Rear Admiral John Mauger said further debris was also found, in the North Atlantic Ocean off the coast of Newfoundland, that was “consistent with a catastrophic loss of the pressure chamber”.

Photo issued by OceanGate Expeditions of their submersible vessel named Titan, which is used to visit the wreckage site of the Titanic. (Photo:: OceanGate Expeditions/PA Wire) Photo issued by OceanGate Expeditions of their submersible vessel named Titan, which is used to visit the wreckage site of the Titanic. (Photo:: OceanGate Expeditions/PA Wire)
Photo issued by OceanGate Expeditions of their submersible vessel named Titan, which is used to visit the wreckage site of the Titanic. (Photo:: OceanGate Expeditions/PA Wire)

When asked about the safety of the Titan submersible, former Royal Navy submarine captain Ryan Ramsey explained that lessons need to be learned and questions need to be answered.
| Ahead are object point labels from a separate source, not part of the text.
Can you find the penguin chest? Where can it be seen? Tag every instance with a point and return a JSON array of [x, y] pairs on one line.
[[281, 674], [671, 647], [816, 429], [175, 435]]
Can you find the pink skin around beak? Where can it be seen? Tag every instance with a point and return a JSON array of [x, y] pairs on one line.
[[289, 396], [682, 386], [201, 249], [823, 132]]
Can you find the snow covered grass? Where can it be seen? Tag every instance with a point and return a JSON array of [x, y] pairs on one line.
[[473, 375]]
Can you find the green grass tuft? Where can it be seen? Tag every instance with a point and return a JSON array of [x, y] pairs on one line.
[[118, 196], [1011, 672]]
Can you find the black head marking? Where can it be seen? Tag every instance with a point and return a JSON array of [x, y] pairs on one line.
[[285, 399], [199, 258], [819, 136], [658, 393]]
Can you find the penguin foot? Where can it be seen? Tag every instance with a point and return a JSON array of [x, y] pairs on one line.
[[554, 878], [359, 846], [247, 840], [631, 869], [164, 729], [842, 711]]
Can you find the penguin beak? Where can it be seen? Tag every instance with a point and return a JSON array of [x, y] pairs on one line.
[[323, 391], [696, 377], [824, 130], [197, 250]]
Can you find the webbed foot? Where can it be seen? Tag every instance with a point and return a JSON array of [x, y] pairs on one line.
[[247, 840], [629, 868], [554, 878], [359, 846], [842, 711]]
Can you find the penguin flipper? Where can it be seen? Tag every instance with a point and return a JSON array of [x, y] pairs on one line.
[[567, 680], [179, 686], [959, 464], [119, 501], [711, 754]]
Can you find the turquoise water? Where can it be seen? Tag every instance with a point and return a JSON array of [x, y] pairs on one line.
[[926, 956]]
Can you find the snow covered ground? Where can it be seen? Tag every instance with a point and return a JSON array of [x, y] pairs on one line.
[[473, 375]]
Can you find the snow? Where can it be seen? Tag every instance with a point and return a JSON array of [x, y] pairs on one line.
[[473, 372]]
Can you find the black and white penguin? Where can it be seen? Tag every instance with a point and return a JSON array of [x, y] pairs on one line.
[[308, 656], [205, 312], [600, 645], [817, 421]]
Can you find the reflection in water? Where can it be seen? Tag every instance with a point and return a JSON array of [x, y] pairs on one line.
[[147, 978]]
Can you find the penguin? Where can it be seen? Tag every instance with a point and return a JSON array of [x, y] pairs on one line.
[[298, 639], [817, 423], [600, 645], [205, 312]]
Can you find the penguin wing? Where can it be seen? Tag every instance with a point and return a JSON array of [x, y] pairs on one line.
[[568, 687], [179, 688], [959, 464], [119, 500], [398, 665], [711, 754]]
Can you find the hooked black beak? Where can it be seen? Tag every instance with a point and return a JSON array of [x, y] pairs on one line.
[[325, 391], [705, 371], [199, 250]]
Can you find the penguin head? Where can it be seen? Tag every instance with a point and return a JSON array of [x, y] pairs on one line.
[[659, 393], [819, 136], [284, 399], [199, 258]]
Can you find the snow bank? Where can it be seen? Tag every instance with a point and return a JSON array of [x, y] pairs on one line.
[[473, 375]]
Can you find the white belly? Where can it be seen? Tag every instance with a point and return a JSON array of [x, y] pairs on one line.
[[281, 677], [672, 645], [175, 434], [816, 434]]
He said: “That’s the question that needs to be answered. Most submersibles and all submarines go through a stringent safety process. Every time they come back in and every time before they go to sea they do safety checks, check the safety of the hull, state of the hull openings, everything.

“What’s apparent here is they didn’t have to follow the same regulation, and therefore didn’t follow the same regulation. I think that will be where a big focus is. That doesn’t mean blame, that’s not what we should be doing, what we should be doing is what’s called adjust culture, where we work out lessons learned and implement them going forward.”